Beach life wherever you are in the world can take on a different meaning. In Canada, it’s relatively quiet and serene. The smell of pine trees in the air and the freshwater breeze is peaceful and soothing. There is only the sound of splashing and children’s laughter. Family picnics and a little bit of fishing up the shoreline (if you are responsible fisherman, hooks and beach don’t mix).
There are no pets allowed on beaches. No drinking on public property. Noise bylaws keep the music at minimum. Noise is not part of the Canadian culture. Music is listened to, but is not “lived.” This is in sharp contrast to the Dominican Republic. The land where it seems anything goes!
I love the energy of freedom of DR beaches. Walking along, music plays loudly from picnicking cars, bars, or cafes. Depending on what beach you are at, you can walk for miles and miles. White sands, light sands, dark sands or stones, the country differs from region to region. The common ground … people. Whether you are a tourist or a local, the beaches of DR are inviting. Weekends see them jam packed with activity. If you want action or tranquility, you can find it here. Not all beaches are created equal. When it comes to beach-combing, some yield better results than others. Shells, driftwood, sand crabs that scurry back to their holes are some of the finds.
Tropical storms and hurricanes leave a lot of devastation in their wake. Beaches get torn up and litter is everywhere. Part of that litter is uprooted palm trees that wash up. These are a hazard to the coastline through erosion from the waves. It is common to see men in their skivvies removing these trees to keep the beach intact. All this is done manually with an axe. The driftwood is chopped up and piled up on dry ground and set ablaze. It’s wonderful to see these men hard at work.

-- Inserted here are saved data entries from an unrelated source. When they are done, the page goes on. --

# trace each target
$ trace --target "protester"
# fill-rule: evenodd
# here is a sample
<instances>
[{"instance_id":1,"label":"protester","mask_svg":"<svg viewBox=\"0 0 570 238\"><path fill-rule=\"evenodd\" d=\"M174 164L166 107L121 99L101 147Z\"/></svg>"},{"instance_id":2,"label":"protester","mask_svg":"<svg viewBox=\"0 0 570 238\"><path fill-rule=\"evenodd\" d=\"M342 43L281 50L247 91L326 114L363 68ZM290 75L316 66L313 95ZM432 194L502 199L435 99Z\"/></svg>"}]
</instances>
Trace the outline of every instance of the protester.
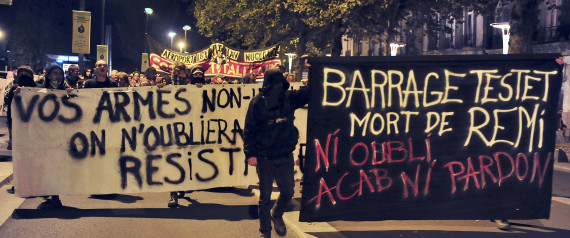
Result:
<instances>
[{"instance_id":1,"label":"protester","mask_svg":"<svg viewBox=\"0 0 570 238\"><path fill-rule=\"evenodd\" d=\"M228 82L226 82L226 79L222 74L216 75L216 77L214 77L214 80L212 80L212 84L227 84L227 83Z\"/></svg>"},{"instance_id":2,"label":"protester","mask_svg":"<svg viewBox=\"0 0 570 238\"><path fill-rule=\"evenodd\" d=\"M243 84L256 83L256 82L255 82L256 78L257 78L257 74L256 74L256 73L249 73L249 74L246 74L246 75L243 76L243 78L242 78L242 83L243 83Z\"/></svg>"},{"instance_id":3,"label":"protester","mask_svg":"<svg viewBox=\"0 0 570 238\"><path fill-rule=\"evenodd\" d=\"M16 72L16 79L13 85L8 89L4 96L4 105L6 105L6 121L8 124L8 150L12 150L12 99L15 92L19 92L21 87L37 87L34 82L34 71L30 66L20 66Z\"/></svg>"},{"instance_id":4,"label":"protester","mask_svg":"<svg viewBox=\"0 0 570 238\"><path fill-rule=\"evenodd\" d=\"M69 68L67 68L67 75L65 75L65 80L69 86L76 89L79 88L79 66L74 64L70 65Z\"/></svg>"},{"instance_id":5,"label":"protester","mask_svg":"<svg viewBox=\"0 0 570 238\"><path fill-rule=\"evenodd\" d=\"M263 237L271 237L271 220L278 235L287 228L283 213L294 194L293 150L299 131L295 128L295 110L309 101L308 87L290 91L289 82L278 69L265 72L261 94L256 95L247 110L244 127L244 152L247 163L257 166L259 177L259 222ZM273 180L280 194L270 213Z\"/></svg>"},{"instance_id":6,"label":"protester","mask_svg":"<svg viewBox=\"0 0 570 238\"><path fill-rule=\"evenodd\" d=\"M36 84L41 85L44 83L47 67L44 67L38 74Z\"/></svg>"},{"instance_id":7,"label":"protester","mask_svg":"<svg viewBox=\"0 0 570 238\"><path fill-rule=\"evenodd\" d=\"M107 77L109 68L107 68L107 61L98 60L95 63L95 77L85 82L84 88L114 88L118 87L116 81L111 81Z\"/></svg>"},{"instance_id":8,"label":"protester","mask_svg":"<svg viewBox=\"0 0 570 238\"><path fill-rule=\"evenodd\" d=\"M158 88L162 88L166 85L166 82L162 79L157 79L156 77L156 69L153 67L149 67L144 72L146 80L141 83L142 86L157 86Z\"/></svg>"},{"instance_id":9,"label":"protester","mask_svg":"<svg viewBox=\"0 0 570 238\"><path fill-rule=\"evenodd\" d=\"M79 69L77 69L77 73L79 73ZM64 79L63 69L59 67L59 65L52 65L47 68L45 81L41 87L55 90L67 90L68 93L73 90L73 88L71 88ZM45 196L44 199L44 203L40 206L53 208L62 207L59 195Z\"/></svg>"},{"instance_id":10,"label":"protester","mask_svg":"<svg viewBox=\"0 0 570 238\"><path fill-rule=\"evenodd\" d=\"M109 76L109 79L111 81L117 81L117 76L119 76L119 71L116 69L111 70L111 76Z\"/></svg>"},{"instance_id":11,"label":"protester","mask_svg":"<svg viewBox=\"0 0 570 238\"><path fill-rule=\"evenodd\" d=\"M188 84L188 81L186 80L186 65L181 62L174 63L172 66L172 74L170 76L165 76L163 80L170 82L173 85Z\"/></svg>"},{"instance_id":12,"label":"protester","mask_svg":"<svg viewBox=\"0 0 570 238\"><path fill-rule=\"evenodd\" d=\"M119 72L117 75L117 84L119 87L129 87L131 84L129 83L129 75L125 72Z\"/></svg>"},{"instance_id":13,"label":"protester","mask_svg":"<svg viewBox=\"0 0 570 238\"><path fill-rule=\"evenodd\" d=\"M85 72L83 72L83 79L88 80L93 78L93 70L89 67L85 68Z\"/></svg>"},{"instance_id":14,"label":"protester","mask_svg":"<svg viewBox=\"0 0 570 238\"><path fill-rule=\"evenodd\" d=\"M141 86L141 73L139 71L133 72L133 77L131 78L131 87Z\"/></svg>"},{"instance_id":15,"label":"protester","mask_svg":"<svg viewBox=\"0 0 570 238\"><path fill-rule=\"evenodd\" d=\"M202 85L206 83L204 68L196 65L190 69L190 83L196 85L198 88L201 88Z\"/></svg>"}]
</instances>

A few years ago, I came across these two delightful children. They were happily playing in the water, parents somewhere on shore. The were encouraging me to join them in their play. I declined as I had my camera at hand. The were extremely thrilled to have their photos taken. In the water, out of the water, in and out repeatedly to view their snapshots. I only kept the one picture and reminded them to make sure it was ok with their parents. Their friendliness, optimism and lack of fear of strangers touched me. Now, I am very approachable but it struck me that in Canada, this would never have happened. There are many friendly individuals. In this country it is very much like the Canada of the 1950’s. The men are full of compliments and very flirtatious. Does a girl’s ego good! If I took every one of them seriously, I’ld have to double up dates … lolz.

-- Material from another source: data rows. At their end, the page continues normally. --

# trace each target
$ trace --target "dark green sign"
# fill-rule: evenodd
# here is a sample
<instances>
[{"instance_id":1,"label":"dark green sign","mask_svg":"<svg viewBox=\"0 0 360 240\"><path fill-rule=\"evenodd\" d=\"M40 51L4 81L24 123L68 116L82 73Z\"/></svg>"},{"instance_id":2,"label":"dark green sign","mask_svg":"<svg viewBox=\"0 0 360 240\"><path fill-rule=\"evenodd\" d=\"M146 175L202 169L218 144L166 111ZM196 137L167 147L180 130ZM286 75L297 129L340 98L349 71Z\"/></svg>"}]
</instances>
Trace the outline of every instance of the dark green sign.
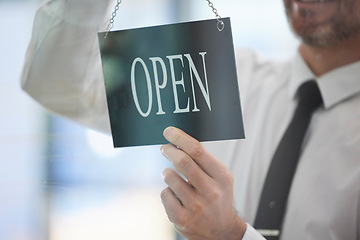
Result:
<instances>
[{"instance_id":1,"label":"dark green sign","mask_svg":"<svg viewBox=\"0 0 360 240\"><path fill-rule=\"evenodd\" d=\"M99 33L115 147L244 138L230 19Z\"/></svg>"}]
</instances>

And I love, Love, LOVE walking the beach and watching the fisherman. Some on land and some in boats do their business from the early morning into the heat of the day. Whether they are dip-netting from the shore or tossing their nets from the boat, their grace is mesmerizing.
There’s always a piece of a driftwood palm tree for me to perch myself on to reflect on what is before me. Peaceful still waters sooth my spirit as I see them hurl their nets like a cowboy with a lasso. I am so amazed at their fitness, lean, sinewy, they stand in their heavy wooden boats un-wavered by the motion. Years of hard work and practice show on them. Weathered faces peer at me on the shore and a toothless smile appears. A wide wave of the arm, and it’s back to work.
Not all is roses at the beach. Like anywhere else you do have to watch for predators. The do come in all shapes, sizes and ages. I am suspicious by nature and if I see someone admiring my Ray Bans a little too closely, they do not stay on top of my head. They go in my hands. Be “street” smart. Don’t wear expensive jewelry or carry expensive equipment if you are walking alone. This is a very poor country and temptation has it’s price.
So flippies in hand, I’m off to explore … maybe, a good spot to snorkel is around the next corner!